Thanks to the EMPIR project Developing research capabilities for traceable intraocular pressure measurements (16RPT03, InTense) the situation is now changing.

During the now completed project the Slovak University of Technology in Bratislava (STU BA) developed a virtual digital model of the eye’s cornea which formed the basis for the construction of a real mechanical model.

This ‘artificial eye’ – consisting of a piston pressure generator and a pressure chamber with an artificial cornea – was built to act as a new transfer standard for tonometer calibration.

The calibration ability of the new standard was tested in an interlaboratory comparison against  a set of silicone eyes commonly used in calibration and verification procedures, by STU BA and CMI, the Czech National Metrology Institute (NMI) and supported by SMU, the NMI of Slovakia. After the comparison a clinical trial took place, at the Ružinov Hospital in Bratislava, Slovakia.
These comparisons confirmed the high potential of the eye model, setting the stage for the successful development of the artificial eye as a universal transfer standard in the near future.

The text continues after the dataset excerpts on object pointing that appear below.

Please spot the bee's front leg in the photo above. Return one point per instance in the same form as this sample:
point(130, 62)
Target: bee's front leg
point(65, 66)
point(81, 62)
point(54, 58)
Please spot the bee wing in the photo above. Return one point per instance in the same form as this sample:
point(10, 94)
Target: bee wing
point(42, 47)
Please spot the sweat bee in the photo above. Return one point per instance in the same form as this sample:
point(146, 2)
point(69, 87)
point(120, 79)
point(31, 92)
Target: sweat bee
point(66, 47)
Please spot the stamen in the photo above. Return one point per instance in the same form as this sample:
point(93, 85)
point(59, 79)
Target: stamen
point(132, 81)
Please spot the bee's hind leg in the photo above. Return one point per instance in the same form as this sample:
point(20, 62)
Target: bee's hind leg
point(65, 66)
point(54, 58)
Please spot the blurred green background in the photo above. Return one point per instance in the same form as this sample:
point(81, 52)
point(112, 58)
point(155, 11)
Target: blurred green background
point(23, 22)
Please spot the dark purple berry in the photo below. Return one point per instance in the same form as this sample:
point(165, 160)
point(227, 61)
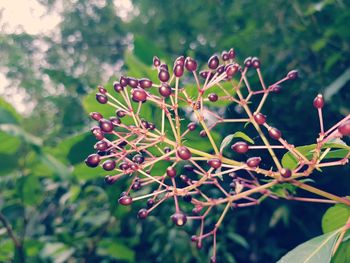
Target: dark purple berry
point(108, 165)
point(240, 147)
point(92, 160)
point(318, 102)
point(260, 118)
point(275, 133)
point(125, 200)
point(214, 163)
point(253, 162)
point(179, 218)
point(213, 97)
point(101, 98)
point(184, 153)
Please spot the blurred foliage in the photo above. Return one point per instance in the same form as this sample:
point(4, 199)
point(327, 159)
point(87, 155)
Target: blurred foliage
point(61, 211)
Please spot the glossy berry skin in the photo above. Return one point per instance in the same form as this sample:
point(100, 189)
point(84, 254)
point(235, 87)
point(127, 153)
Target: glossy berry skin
point(101, 98)
point(253, 162)
point(190, 64)
point(213, 97)
point(108, 165)
point(178, 70)
point(256, 62)
point(260, 118)
point(145, 83)
point(179, 218)
point(92, 160)
point(192, 126)
point(171, 172)
point(285, 173)
point(293, 74)
point(117, 87)
point(125, 200)
point(184, 153)
point(318, 102)
point(142, 213)
point(275, 133)
point(240, 147)
point(214, 163)
point(163, 75)
point(344, 128)
point(124, 81)
point(106, 125)
point(139, 95)
point(96, 116)
point(165, 90)
point(213, 62)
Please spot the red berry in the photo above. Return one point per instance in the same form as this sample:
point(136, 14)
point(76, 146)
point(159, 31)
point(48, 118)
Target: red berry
point(163, 75)
point(179, 218)
point(96, 116)
point(286, 173)
point(213, 62)
point(253, 162)
point(293, 74)
point(125, 200)
point(344, 128)
point(142, 213)
point(171, 172)
point(213, 97)
point(190, 64)
point(192, 126)
point(145, 83)
point(184, 153)
point(92, 160)
point(165, 90)
point(106, 125)
point(318, 101)
point(260, 118)
point(240, 147)
point(101, 98)
point(139, 95)
point(275, 133)
point(215, 163)
point(108, 165)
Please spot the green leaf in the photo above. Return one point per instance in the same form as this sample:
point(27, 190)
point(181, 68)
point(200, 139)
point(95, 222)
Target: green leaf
point(335, 217)
point(316, 250)
point(115, 250)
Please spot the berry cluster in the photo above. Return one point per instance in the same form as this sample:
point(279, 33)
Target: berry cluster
point(136, 149)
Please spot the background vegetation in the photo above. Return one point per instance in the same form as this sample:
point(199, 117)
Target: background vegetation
point(61, 211)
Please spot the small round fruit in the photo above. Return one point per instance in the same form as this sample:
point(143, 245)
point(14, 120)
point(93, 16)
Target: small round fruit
point(184, 153)
point(293, 74)
point(125, 200)
point(240, 147)
point(253, 162)
point(214, 163)
point(344, 128)
point(101, 98)
point(190, 64)
point(142, 213)
point(106, 125)
point(192, 126)
point(139, 95)
point(275, 133)
point(260, 118)
point(92, 160)
point(285, 173)
point(171, 172)
point(165, 90)
point(318, 102)
point(213, 97)
point(179, 218)
point(213, 62)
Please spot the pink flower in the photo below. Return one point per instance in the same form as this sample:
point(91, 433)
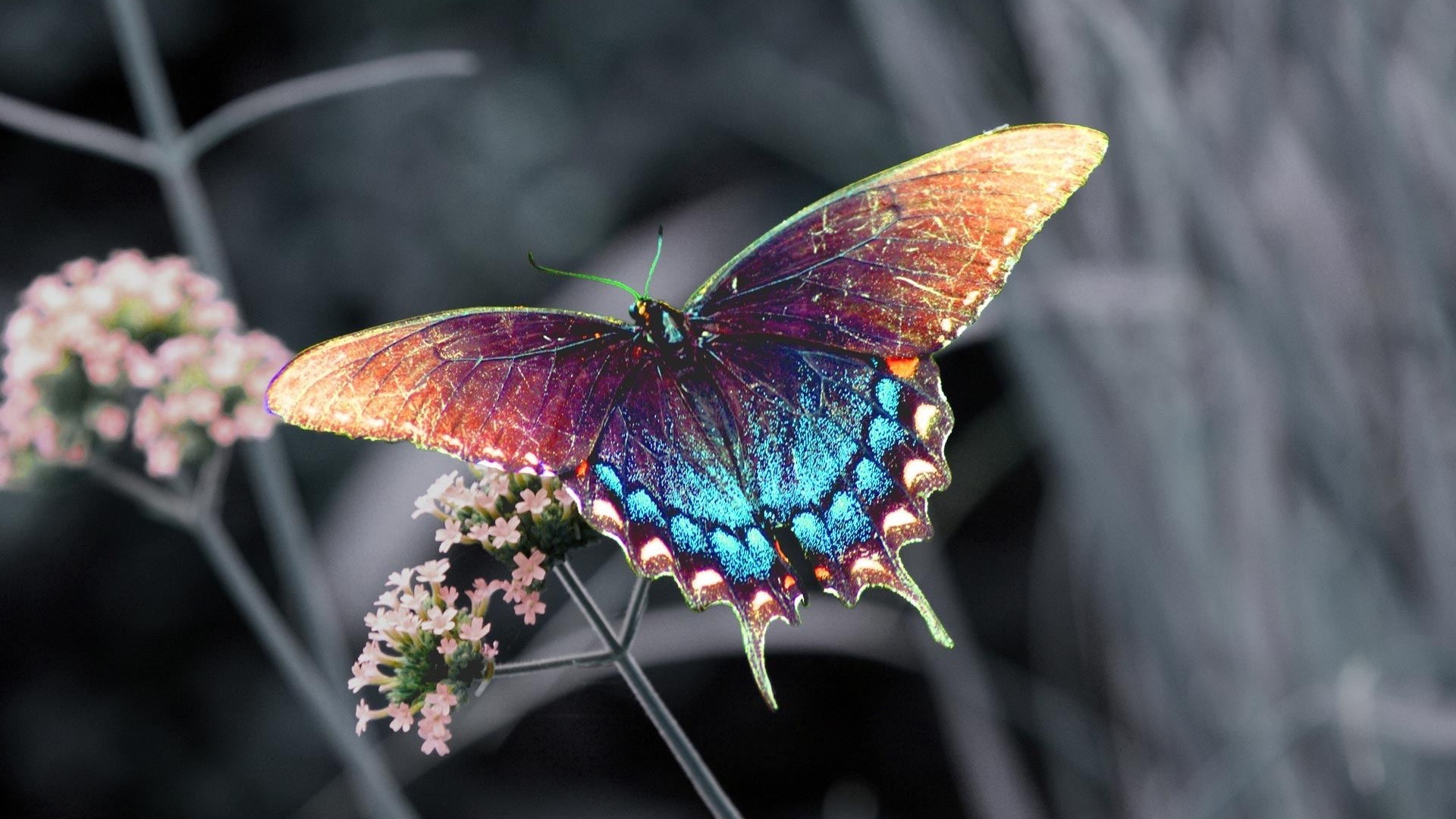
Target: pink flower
point(443, 695)
point(533, 502)
point(449, 595)
point(475, 630)
point(530, 607)
point(506, 531)
point(479, 532)
point(529, 569)
point(164, 457)
point(400, 719)
point(111, 422)
point(440, 621)
point(433, 570)
point(564, 499)
point(363, 714)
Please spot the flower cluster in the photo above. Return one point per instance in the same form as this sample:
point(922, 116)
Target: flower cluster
point(427, 646)
point(130, 346)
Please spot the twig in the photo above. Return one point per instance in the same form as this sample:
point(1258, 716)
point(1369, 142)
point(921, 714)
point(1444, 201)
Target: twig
point(585, 659)
point(335, 82)
point(693, 765)
point(76, 131)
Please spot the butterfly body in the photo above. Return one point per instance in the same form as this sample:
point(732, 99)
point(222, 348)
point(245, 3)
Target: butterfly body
point(792, 400)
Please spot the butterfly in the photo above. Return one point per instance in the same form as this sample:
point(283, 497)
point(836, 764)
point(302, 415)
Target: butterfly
point(791, 400)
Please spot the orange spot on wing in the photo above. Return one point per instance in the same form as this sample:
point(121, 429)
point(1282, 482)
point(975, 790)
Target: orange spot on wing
point(903, 368)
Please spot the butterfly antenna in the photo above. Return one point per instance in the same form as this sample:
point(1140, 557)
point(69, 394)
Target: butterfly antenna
point(647, 287)
point(587, 276)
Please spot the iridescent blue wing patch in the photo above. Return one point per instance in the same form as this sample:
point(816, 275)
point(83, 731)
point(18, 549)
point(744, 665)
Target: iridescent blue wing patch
point(666, 484)
point(842, 450)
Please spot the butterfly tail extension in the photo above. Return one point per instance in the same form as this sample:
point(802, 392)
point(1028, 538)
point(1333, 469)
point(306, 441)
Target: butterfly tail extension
point(916, 458)
point(653, 551)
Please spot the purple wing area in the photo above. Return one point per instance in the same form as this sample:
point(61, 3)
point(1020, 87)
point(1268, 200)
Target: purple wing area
point(902, 262)
point(525, 390)
point(842, 452)
point(666, 484)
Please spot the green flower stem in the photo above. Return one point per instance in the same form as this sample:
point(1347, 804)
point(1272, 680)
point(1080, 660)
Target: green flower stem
point(379, 795)
point(693, 765)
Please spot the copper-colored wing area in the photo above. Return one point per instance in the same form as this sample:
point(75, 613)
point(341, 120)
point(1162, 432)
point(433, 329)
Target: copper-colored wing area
point(899, 264)
point(523, 390)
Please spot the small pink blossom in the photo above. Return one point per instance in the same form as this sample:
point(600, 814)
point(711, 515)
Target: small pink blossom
point(111, 422)
point(530, 607)
point(164, 457)
point(400, 717)
point(363, 714)
point(529, 569)
point(506, 531)
point(433, 570)
point(440, 621)
point(564, 499)
point(475, 630)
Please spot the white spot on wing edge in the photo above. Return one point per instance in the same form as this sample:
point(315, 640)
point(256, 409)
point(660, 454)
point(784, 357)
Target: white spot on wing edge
point(897, 518)
point(707, 579)
point(916, 468)
point(925, 416)
point(653, 550)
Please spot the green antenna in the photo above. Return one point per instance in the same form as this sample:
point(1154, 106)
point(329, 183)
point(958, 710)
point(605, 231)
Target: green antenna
point(588, 278)
point(657, 256)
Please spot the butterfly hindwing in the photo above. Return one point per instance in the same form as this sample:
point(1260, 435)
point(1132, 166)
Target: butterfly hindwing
point(903, 261)
point(666, 484)
point(526, 390)
point(843, 450)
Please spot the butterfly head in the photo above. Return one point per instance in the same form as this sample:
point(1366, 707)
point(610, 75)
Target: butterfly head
point(661, 324)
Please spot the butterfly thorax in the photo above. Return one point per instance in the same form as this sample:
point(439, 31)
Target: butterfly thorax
point(661, 324)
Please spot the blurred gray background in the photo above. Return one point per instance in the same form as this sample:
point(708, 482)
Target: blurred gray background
point(1200, 551)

The new standard, along with the new calibration facility for calibration of eye tonometers also developed in the project, will go a long way to providing better protection against glaucoma in Europe.

Dominik Pražák (CMI) who coordinated the highly successful project has said about the work :

” We hope that this universal transfer-standard will one day replace the fragmented, specialized solutions and will contribute to a uniform, easier and cheaper assurance of the metrological traceability of the intraocular pressure measurements.”

This EMPIR project is co-funded by the European Union's Horizon 2020 research and innovation programme and the EMPIR Participating States.